Department of Health and Human Services (HHS) officials have been meeting with pharmaceutical companies to seek voluntary cuts in drug prices, according to sources familiar with the meetings.

Voluntary cuts in prices would allow the administration to immediately tout benefits of President Trump‘s drug pricing plan, which was announced last month, rather than having to wait for any regulatory actions to be put forward and take effect.

It is not yet clear whether any drug companies have agreed to cut their prices voluntarily.

The website Inside Health Policy reported last week that the administration could soon announce a deal to lower the price of insulin for people paying without insurance.

Trump said at the end of May that “in two weeks” drug companies would “announce voluntary massive drops in prices.”

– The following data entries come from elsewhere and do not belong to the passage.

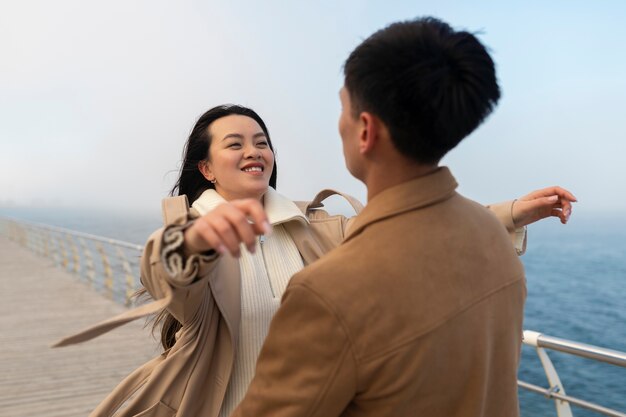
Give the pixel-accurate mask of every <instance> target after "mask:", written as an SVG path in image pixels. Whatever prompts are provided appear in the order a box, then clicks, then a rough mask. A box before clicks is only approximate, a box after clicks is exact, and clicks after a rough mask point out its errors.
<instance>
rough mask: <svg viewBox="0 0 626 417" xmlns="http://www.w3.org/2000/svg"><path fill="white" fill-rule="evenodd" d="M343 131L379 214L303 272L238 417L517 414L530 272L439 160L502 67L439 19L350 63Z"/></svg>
mask: <svg viewBox="0 0 626 417" xmlns="http://www.w3.org/2000/svg"><path fill="white" fill-rule="evenodd" d="M344 72H345V84H344V87H343V88H342V89H341V91H340V98H341V102H342V105H343V110H342V113H341V117H340V120H339V131H340V134H341V137H342V141H343V150H344V155H345V159H346V165H347V167H348V169H349V170H350V172H351V173H352V174H353V175H354V176H355V177H356V178H358V179H359V180H361V181H363V182H364V183H365V184H366V186H367V190H368V205H367V207H366V208H365V209H364V210H363V211H362V213H361V214H360V215H359V216H358V217H357V219H356V220H355V222H354V224H353V225H352V226H351V227H350V229H349V230H348V232H347V234H346V238H345V242H344V243H343V244H342V245H341V246H340V247H339V248H337V249H335V250H334V251H332V252H330V253H329V254H328V255H327V256H326V257H325V258H322V259H321V260H320V261H318V262H315V263H313V264H312V265H310V266H309V267H307V268H306V269H304V270H303V271H302V272H300V273H298V274H297V275H295V276H294V277H293V278H292V280H291V282H290V284H289V287H288V289H287V291H286V292H285V295H284V297H283V301H282V305H281V307H280V309H279V311H278V313H277V314H276V315H275V317H274V319H273V322H272V325H271V328H270V332H269V335H268V337H267V339H266V341H265V344H264V347H263V350H262V352H261V355H260V357H259V360H258V363H257V370H256V375H255V378H254V379H253V381H252V383H251V385H250V387H249V390H248V393H247V395H246V397H245V398H244V400H243V401H242V402H241V403H240V405H239V407H238V409H237V410H236V411H235V413H234V415H235V416H255V417H259V416H272V417H283V416H324V417H329V416H348V415H349V416H429V417H433V416H435V417H436V416H446V417H452V416H494V417H503V416H507V417H509V416H516V415H518V414H519V411H518V401H517V384H516V374H517V367H518V361H519V353H520V343H521V336H522V316H523V304H524V299H525V294H526V290H525V279H524V271H523V268H522V265H521V263H520V262H519V260H518V258H517V256H516V253H515V250H514V249H513V247H512V246H511V244H510V241H509V237H508V236H507V233H506V231H505V229H504V228H503V227H502V225H501V224H500V223H499V222H498V220H496V219H495V217H494V216H493V215H492V214H491V213H490V212H489V211H488V210H487V209H485V208H484V207H483V206H481V205H480V204H477V203H475V202H473V201H470V200H468V199H466V198H464V197H462V196H461V195H459V194H458V193H456V192H455V188H456V187H457V183H456V181H455V179H454V178H453V177H452V175H451V173H450V171H449V170H448V169H447V168H445V167H438V162H439V161H440V159H441V158H442V157H443V156H444V155H445V154H446V153H447V152H448V151H449V150H450V149H452V148H454V147H455V146H456V145H457V144H458V143H459V142H460V141H461V140H462V139H463V138H465V137H466V136H467V135H469V134H470V133H471V132H472V131H473V130H474V129H476V127H477V126H478V125H480V123H481V122H482V121H483V119H484V118H485V117H486V116H487V115H488V114H489V113H490V112H491V110H492V109H493V107H494V106H495V105H496V103H497V101H498V99H499V97H500V92H499V88H498V85H497V82H496V75H495V70H494V64H493V61H492V60H491V58H490V56H489V54H488V53H487V52H486V50H485V48H484V47H483V46H482V45H481V44H480V42H479V41H478V40H477V39H476V38H475V37H474V36H473V35H472V34H470V33H468V32H457V31H454V30H453V29H451V28H450V27H449V26H448V25H447V24H446V23H443V22H441V21H439V20H436V19H433V18H424V19H418V20H414V21H408V22H401V23H395V24H392V25H390V26H388V27H386V28H384V29H382V30H380V31H378V32H376V33H374V34H373V35H372V36H370V37H369V38H368V39H366V40H365V41H364V42H363V43H362V44H361V45H359V46H358V47H357V48H356V49H355V50H354V51H353V52H352V54H351V55H350V56H349V57H348V59H347V61H346V63H345V69H344Z"/></svg>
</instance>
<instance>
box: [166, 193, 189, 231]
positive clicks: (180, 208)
mask: <svg viewBox="0 0 626 417" xmlns="http://www.w3.org/2000/svg"><path fill="white" fill-rule="evenodd" d="M161 209H162V212H163V224H164V225H168V224H170V223H172V222H174V220H176V219H178V218H179V217H182V216H183V215H185V214H187V212H188V211H189V200H187V195H186V194H183V195H179V196H176V197H166V198H164V199H163V200H161Z"/></svg>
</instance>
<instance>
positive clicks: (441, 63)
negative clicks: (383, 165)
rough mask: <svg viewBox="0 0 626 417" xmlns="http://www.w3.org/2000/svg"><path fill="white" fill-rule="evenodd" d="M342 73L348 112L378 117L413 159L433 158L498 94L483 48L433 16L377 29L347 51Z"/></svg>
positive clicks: (491, 65)
mask: <svg viewBox="0 0 626 417" xmlns="http://www.w3.org/2000/svg"><path fill="white" fill-rule="evenodd" d="M344 75H345V87H346V89H347V91H348V93H349V95H350V100H351V105H352V109H353V111H354V112H355V115H358V114H359V113H360V112H362V111H367V112H370V113H373V114H375V115H376V116H378V117H379V118H380V119H381V120H382V121H383V122H384V123H385V125H386V126H387V128H388V129H389V132H390V134H391V139H392V141H393V143H394V145H395V146H396V148H397V149H398V150H399V151H400V152H402V153H403V154H404V155H406V156H408V157H410V158H412V159H414V160H415V161H417V162H420V163H427V164H430V163H436V162H438V161H439V160H440V159H441V158H442V157H443V156H444V155H445V154H446V153H447V152H448V151H449V150H450V149H452V148H454V147H455V146H456V145H457V144H458V143H459V142H460V141H461V140H462V139H463V138H464V137H465V136H467V135H468V134H470V133H471V132H472V131H473V130H474V129H476V127H478V125H480V123H481V122H482V121H483V120H484V119H485V117H486V116H487V115H489V113H490V112H491V111H492V110H493V108H494V106H495V105H496V103H497V102H498V99H499V98H500V89H499V88H498V83H497V80H496V73H495V68H494V63H493V61H492V59H491V57H490V56H489V54H488V53H487V51H486V49H485V47H484V46H483V45H482V44H481V43H480V42H479V41H478V39H476V37H475V36H474V35H473V34H471V33H469V32H465V31H455V30H453V29H452V28H451V27H450V26H449V25H448V24H447V23H445V22H442V21H441V20H438V19H435V18H432V17H425V18H420V19H416V20H410V21H406V22H398V23H393V24H391V25H389V26H387V27H386V28H384V29H381V30H379V31H377V32H376V33H374V34H373V35H372V36H370V37H369V38H367V39H366V40H364V41H363V42H362V43H361V44H360V45H359V46H358V47H357V48H356V49H355V50H354V51H353V52H352V53H351V54H350V56H349V57H348V59H347V60H346V63H345V66H344Z"/></svg>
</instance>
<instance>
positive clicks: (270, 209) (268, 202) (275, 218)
mask: <svg viewBox="0 0 626 417" xmlns="http://www.w3.org/2000/svg"><path fill="white" fill-rule="evenodd" d="M225 201H226V200H224V197H222V196H221V195H219V194H218V193H217V191H215V190H213V189H208V190H206V191H205V192H203V193H202V195H200V197H198V199H197V200H196V201H194V202H193V204H192V205H191V206H192V207H193V208H195V209H196V210H198V213H200V215H204V214H206V213H208V212H209V211H211V210H213V209H214V208H215V207H217V206H219V205H220V204H222V203H224V202H225ZM263 205H264V208H265V212H266V213H267V217H268V220H269V222H270V224H271V225H272V226H275V225H277V224H280V223H286V222H289V221H292V220H297V221H300V222H302V223H305V224H306V223H308V222H309V221H308V219H307V218H306V216H305V215H304V214H302V211H300V209H299V208H298V206H296V204H295V203H294V202H293V201H291V200H290V199H288V198H287V197H285V196H283V195H281V194H279V193H278V192H277V191H276V190H274V189H273V188H272V187H269V188H268V189H267V192H266V193H265V194H264V195H263Z"/></svg>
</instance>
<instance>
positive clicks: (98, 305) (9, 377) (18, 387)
mask: <svg viewBox="0 0 626 417" xmlns="http://www.w3.org/2000/svg"><path fill="white" fill-rule="evenodd" d="M0 297H1V301H0V416H1V417H5V416H6V417H22V416H28V417H38V416H46V417H74V416H75V417H84V416H87V415H88V414H89V413H90V412H91V411H92V410H93V409H94V408H95V406H96V405H97V404H98V403H99V402H100V401H101V400H102V399H103V398H104V397H105V396H106V395H107V394H108V393H109V392H110V391H111V389H112V388H114V387H115V386H116V385H117V383H118V382H119V381H121V380H122V378H123V377H124V376H126V375H127V374H128V373H129V372H131V371H132V370H133V369H135V368H136V367H137V366H139V365H141V364H142V363H144V362H145V361H147V360H148V359H150V358H152V357H153V356H155V355H156V354H157V353H158V352H159V351H158V343H157V342H156V341H155V339H154V338H153V337H152V336H151V334H150V329H148V328H144V321H143V320H138V321H137V322H133V323H129V324H127V325H125V326H122V327H120V328H118V329H116V330H114V331H112V332H110V333H108V334H105V335H103V336H101V337H99V338H97V339H94V340H91V341H89V342H86V343H83V344H80V345H75V346H69V347H64V348H56V349H52V348H50V347H49V346H50V344H51V343H53V342H54V341H56V340H58V339H60V338H61V337H63V336H66V335H68V334H71V333H73V332H75V331H77V330H80V329H82V328H84V327H86V326H88V325H90V324H93V323H96V322H98V321H100V320H102V319H105V318H108V317H110V316H113V315H115V314H118V313H120V312H122V311H123V310H124V307H123V306H121V305H119V304H116V303H114V302H112V301H109V300H107V299H105V298H104V297H103V296H101V295H99V294H97V293H96V292H95V291H93V290H92V289H91V288H90V287H89V286H88V285H87V284H86V283H83V282H81V281H80V280H79V279H78V278H77V277H75V276H73V275H71V274H69V273H67V272H65V271H63V270H62V269H60V268H58V267H55V266H54V264H53V262H52V261H51V260H49V259H46V258H42V257H39V256H37V255H35V254H33V253H31V252H30V251H29V250H28V249H25V248H22V247H21V246H19V245H17V244H16V243H14V242H11V241H9V240H7V239H6V238H5V237H0Z"/></svg>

Officials have not provided any more details on what he meant with those remarks. The two-week mark is coming up this week.

“We are working with stakeholders across the spectrum including drug companies, [pharmacy benefit managers], distributors, patients, health care professionals, physicians, insurers, etc., to respond to President Trump’s call to action and help patients pay less for their prescription drugs,” an HHS spokesperson told The Hill on Monday when asked about the meetings with drug companies.

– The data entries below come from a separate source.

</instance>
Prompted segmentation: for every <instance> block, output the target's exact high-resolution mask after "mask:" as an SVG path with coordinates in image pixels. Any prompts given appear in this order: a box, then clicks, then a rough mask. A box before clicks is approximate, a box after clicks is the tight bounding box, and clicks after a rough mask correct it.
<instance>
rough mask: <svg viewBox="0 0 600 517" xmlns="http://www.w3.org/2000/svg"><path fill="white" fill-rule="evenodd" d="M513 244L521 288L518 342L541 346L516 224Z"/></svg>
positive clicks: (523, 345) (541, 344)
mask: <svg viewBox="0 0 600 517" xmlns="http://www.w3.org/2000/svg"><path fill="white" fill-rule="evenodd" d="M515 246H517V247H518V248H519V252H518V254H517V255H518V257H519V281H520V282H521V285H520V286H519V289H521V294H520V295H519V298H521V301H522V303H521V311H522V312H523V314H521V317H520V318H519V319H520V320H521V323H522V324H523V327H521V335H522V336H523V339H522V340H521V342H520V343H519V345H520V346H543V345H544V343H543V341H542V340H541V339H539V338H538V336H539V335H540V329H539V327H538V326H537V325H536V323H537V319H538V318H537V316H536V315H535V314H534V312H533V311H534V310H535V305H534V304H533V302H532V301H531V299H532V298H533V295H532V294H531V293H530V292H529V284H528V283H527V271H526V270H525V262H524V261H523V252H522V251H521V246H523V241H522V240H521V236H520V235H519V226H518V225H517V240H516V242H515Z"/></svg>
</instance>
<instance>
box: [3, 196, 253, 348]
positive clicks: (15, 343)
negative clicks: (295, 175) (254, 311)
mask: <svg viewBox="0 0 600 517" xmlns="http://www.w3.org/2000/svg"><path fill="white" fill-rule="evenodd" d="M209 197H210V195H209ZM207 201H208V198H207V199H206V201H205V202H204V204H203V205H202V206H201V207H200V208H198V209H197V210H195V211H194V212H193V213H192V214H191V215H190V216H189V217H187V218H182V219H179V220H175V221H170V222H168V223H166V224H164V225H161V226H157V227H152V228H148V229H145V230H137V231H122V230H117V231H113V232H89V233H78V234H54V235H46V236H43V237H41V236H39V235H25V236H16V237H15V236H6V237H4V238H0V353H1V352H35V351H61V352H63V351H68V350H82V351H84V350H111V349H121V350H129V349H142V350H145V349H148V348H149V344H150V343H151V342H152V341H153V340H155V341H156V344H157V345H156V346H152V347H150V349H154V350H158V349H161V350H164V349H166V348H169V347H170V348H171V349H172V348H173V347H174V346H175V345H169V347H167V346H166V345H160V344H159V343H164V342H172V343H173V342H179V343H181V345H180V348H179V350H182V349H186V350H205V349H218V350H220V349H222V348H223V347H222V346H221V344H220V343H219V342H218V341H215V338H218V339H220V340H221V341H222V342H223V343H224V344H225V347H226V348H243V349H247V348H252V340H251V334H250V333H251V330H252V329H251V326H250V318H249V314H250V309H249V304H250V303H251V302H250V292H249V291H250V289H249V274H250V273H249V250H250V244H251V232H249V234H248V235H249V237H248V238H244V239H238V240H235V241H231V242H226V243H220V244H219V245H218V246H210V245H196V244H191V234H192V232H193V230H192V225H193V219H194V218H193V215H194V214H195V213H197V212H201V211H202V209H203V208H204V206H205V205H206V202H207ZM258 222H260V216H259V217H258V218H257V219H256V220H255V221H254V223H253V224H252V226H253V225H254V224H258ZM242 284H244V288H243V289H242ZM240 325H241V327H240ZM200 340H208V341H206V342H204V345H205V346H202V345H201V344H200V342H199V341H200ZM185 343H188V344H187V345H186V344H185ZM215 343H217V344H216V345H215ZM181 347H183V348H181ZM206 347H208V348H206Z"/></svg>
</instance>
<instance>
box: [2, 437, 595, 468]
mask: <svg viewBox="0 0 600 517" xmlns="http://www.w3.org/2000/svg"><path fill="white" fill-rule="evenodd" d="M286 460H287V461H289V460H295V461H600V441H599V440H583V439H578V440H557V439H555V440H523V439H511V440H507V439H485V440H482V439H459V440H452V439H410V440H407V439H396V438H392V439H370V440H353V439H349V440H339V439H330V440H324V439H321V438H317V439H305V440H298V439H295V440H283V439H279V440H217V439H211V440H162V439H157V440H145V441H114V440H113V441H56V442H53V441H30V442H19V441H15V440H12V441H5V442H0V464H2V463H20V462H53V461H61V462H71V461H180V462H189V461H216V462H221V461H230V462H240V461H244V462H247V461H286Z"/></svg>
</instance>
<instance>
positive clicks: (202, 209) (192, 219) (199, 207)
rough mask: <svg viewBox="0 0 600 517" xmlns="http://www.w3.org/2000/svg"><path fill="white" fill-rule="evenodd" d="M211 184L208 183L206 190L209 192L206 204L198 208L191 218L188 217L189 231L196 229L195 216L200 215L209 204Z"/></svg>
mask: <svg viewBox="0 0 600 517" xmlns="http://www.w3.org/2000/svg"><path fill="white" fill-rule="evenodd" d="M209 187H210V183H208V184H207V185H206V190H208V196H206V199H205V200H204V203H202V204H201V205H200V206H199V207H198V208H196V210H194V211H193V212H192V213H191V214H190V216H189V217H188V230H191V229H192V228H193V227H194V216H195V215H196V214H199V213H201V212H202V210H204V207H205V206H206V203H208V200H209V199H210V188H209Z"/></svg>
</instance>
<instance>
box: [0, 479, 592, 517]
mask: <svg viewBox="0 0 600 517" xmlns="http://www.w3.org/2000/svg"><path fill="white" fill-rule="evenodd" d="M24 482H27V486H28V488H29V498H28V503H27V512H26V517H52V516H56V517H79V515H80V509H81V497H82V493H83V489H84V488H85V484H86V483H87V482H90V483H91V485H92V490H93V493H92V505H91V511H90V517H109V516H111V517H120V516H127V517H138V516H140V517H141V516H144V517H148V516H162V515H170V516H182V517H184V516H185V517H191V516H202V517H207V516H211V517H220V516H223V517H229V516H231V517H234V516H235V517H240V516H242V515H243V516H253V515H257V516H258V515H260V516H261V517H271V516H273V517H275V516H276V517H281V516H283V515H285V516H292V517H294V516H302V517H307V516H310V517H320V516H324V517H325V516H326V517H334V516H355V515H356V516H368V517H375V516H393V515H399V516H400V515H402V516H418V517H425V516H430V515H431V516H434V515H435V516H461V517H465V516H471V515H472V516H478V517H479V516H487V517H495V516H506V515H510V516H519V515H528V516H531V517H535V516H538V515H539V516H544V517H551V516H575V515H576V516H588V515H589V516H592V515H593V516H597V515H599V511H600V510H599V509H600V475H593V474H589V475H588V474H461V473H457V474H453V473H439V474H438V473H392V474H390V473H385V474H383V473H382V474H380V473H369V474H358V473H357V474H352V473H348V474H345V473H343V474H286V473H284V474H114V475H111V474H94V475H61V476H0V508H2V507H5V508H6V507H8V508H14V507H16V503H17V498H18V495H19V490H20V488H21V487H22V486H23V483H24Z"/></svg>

Health and Human Services Secretary Alex Azar, himself a former drug company executive, hinted at the voluntary action approach in a speech last month when he said the administration prefers to try to work with industry first but would act if industry does not cooperate.

“We look forward to working with industry to build a better drug-pricing system,” Azar said then. “But if industry isn’t willing to work with us, President Trump and his administration will keep turning up the pressure — until we have a system that finally puts American patients first.”

The administration last month put forward a long-awaited plan aimed at lowering drug prices, which included possible proposals such as reclassifying drugs within Medicare to increase competition and requiring drug companies to disclose their prices in television ads.

Democrats attacked the proposal as being too soft on drug companies, as it leaves out more sweeping items like having Medicare negotiate drug prices directly.

Pharmaceutical stocks rose on the announcement, an indication that the plan was not what drug companies feared. Azar has since sought to push back on that reaction and indicate that he is serious about taking action.